The first priority is to ensure the defensive backs are in zone coverage, and that they keep the receivers well in front of them until the ball is thrown. Second, generally no more than four defensive linemen rush the quarterback, with all the linebackers dropping back to prevent a shorter pass. In many cases, the defense will remove some of its linebackers and linemen and replace them with extra defensive backs, in order to help compensate when the opposing team brings in extra receivers, leading to there being five or six defensive backs on the field instead of the usual four, generally known as the nickel and dime packages, respectively. Once the ball gets down field, the primary role of the defensive back is to knock the ball to the ground, thus ending the play, and preventing something such as an offensive player stripping the ball, a tipped pass resulting in a reception, or a fumble that could happen if the defensive player intercepted the ball.

Occasionally, especially in college football, offensive players (usually wide receivers) will be put in on defense to defend a Hail Mary. Hail Mary passes are most successful when the defense is in the wrong alignment. If the defense is in man-to-man coverage, and a receiver manages to break coverage by getting further down field than the nearest defensive back, the chance of success is greatly improved.


After the original Hail Mary by Roger Staubach, another Hail Mary pass came in a 1984 game between Boston College and Miami (FL). With just 6 seconds left on the clock, Boston College quarterback Doug Flutie threw what was by then called a Hail Mary pass, which succeeded primarily because Miami's secondary stood on the goal line to keep the receivers in front of them, and failed to cover a post route being run by Gerard Phelan. Miami's defense was based on the assumption that Flutie would be unable to throw the ball as far as the end zone, but Flutie hit Phelan in stride against a flatfooted defense a yard deep in the end zone.[2] A connecting road in Natick, where Flutie played for the high school, has been named "Flutie Pass". Also in the 2005 Capital One Bowl Iowa Hawkeyes quarterback Drew Tate threw the pass with 4 seconds left to his receiver Holloway to defeat the LSU tigers. (See also Flutie effect)

Additionally, in the 1980 Holiday Bowl, commonly known as the "Miracle Bowl" by BYU fans, BYU quarterback Jim McMahon successfully completed a Hail Mary pass as time expired to defeat SMU. Another example was the Bluegrass Miracle, a Hail Mary pass by Tigers QB Marcus Randall with 2 seconds to go in the Kentucky-LSU game on 9 November 2002.

In other fields

The term "Hail Mary pass" has become generalized to refer to any last ditch effort with little chance of success.

In basketball, A "Hail Mary shot" or "Hail Mary throw" is a shot thrown from a place far away from the basket (e.g. behind the half court line.)

There are similar usages in other fields, such as a "Hail Mary shot" in photography where the photographer holds the view finder of an SLR camera far from his eye (so unable to compose the picture), usually high above his head, and takes a shot.
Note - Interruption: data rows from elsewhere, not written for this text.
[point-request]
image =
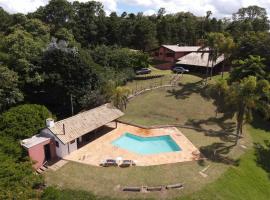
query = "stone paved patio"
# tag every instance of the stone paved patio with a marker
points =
(101, 148)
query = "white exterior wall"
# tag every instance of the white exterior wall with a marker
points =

This is often used in crowded situations [3]

In 1991, Norman Schwarzkopf (Desert Storm commander) likened his strategy of flanking Iraqi defenders (by sending his forces in a westward direction to get behind them) to a Hail Mary play. [4]

During the 2008 United States presidential election, Senator Chuck Schumer criticized John McCain's vice presidential pick, Alaska Governor Sarah Palin, by calling it a "Hail Mary pass". The term was also applied to his decision to suspend his campaign,[5] and later, to his attempt to win Pennsylvania and "toss-up" states in order to win the election.[6]